US warns China of growth 'hangover'

2011-10-26 17:56:09

China's over-dependence on cheap exports to fuel its break-neck economic growth has led to a boom that will "leave a financial hangover for years", a senior US government official warned Tuesday.

"China's excessive dependence on growth driven by exports to advanced economies and investment will need to change," Lael Brainard, the Treasury Department's under secretary for international affairs, told Congress.

"During the 2008-2009 global crisis, China was able to sustain growth through a massive credit-fueled investment boom.
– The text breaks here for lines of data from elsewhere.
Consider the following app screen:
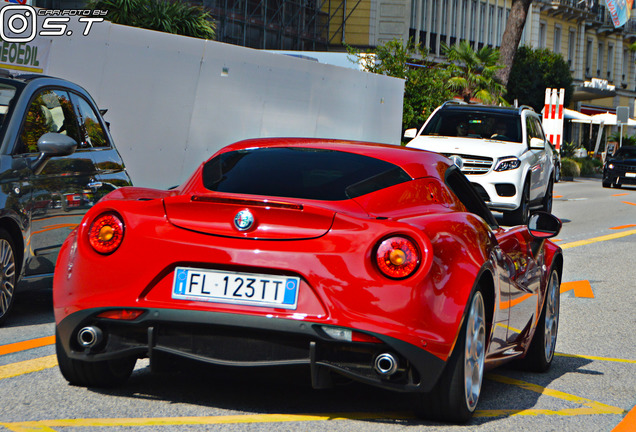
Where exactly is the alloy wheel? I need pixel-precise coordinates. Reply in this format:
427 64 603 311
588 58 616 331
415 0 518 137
544 273 560 362
0 239 15 317
464 291 486 412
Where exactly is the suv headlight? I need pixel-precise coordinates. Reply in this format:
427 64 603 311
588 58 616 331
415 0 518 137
495 156 521 171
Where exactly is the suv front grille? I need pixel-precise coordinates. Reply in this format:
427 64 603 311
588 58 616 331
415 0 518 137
442 153 493 174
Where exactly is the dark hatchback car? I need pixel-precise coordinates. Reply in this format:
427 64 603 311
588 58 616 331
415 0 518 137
603 146 636 188
0 70 131 323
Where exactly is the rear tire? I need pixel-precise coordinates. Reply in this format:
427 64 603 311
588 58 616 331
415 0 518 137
0 228 17 324
416 289 486 423
520 270 561 372
55 332 137 387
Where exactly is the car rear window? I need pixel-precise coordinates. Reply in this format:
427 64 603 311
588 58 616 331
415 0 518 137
422 110 522 143
203 147 411 201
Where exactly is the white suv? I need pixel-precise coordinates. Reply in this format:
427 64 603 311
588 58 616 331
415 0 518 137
404 101 554 225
This will leave a financial hangover for years," she said.

Brainard warned that China risked "repeating the experience of other fast-growing Asian economies" who saw their growth fall soon after investment rates reached their peak.

"With investment reaching an all-time high of almost 48 per cent of GDP, however, China's peak is higher than other Asian economies," she warned.
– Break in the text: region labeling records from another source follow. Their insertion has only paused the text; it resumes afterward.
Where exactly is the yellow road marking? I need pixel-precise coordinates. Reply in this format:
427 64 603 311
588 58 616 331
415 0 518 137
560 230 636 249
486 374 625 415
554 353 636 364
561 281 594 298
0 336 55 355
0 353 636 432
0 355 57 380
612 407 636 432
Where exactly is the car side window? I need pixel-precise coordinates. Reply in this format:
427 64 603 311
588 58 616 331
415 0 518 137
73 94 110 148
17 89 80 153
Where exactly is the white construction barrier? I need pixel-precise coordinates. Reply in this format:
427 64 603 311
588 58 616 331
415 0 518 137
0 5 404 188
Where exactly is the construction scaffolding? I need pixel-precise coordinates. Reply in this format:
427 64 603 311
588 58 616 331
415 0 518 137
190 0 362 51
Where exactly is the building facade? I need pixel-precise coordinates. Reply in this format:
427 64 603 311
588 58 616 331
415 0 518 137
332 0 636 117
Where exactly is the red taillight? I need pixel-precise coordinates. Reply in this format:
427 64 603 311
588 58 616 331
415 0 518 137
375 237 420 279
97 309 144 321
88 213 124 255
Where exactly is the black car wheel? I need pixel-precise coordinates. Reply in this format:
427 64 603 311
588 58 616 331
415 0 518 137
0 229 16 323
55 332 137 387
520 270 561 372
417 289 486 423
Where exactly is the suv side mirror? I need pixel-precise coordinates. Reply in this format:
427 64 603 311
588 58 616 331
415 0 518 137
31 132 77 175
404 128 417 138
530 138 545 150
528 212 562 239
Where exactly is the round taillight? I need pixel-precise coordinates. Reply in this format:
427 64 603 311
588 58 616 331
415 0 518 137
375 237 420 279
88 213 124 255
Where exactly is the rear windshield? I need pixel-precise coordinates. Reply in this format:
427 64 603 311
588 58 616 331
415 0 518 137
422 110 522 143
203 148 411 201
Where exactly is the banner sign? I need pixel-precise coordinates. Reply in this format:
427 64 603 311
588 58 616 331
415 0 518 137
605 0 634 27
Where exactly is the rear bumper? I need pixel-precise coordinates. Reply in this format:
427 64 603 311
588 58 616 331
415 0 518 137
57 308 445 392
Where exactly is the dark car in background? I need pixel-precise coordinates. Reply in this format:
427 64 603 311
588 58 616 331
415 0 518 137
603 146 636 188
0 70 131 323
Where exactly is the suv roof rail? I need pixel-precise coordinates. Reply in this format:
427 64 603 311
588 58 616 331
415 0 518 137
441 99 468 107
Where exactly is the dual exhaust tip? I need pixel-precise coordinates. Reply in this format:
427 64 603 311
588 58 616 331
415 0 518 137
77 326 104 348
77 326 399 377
As President Barack Obama struggles to convince Congress his administration's policies toward China are resulting in substantive reforms, Brainard said it was in Beijing's interest to change.

Describing "daunting challenges in coming years," Brainard, said "China needs to take these actions to sustain its own growth, as well as to address the concerns of its trade partners."

"On these issues, we have actively pressed China to accelerate the pace of reform in order to achieve more balanced growth and create fairer competition, and there has been some progress, but there are strong interests within China that favor a go-slow approach."

Democrats and Republicans alike have accused China of flouting World Trade Organization rules and keeping the value of the yuan weak in order to make its exports more competitively priced.

Many have backed a plan that would introduce sanctions against China for its failure to allow the yuan to appreciate.

Democrat Sander Levin said China's policies were "imbalanced unfair and unsustainable," the American people, he said, "want Congress to take action."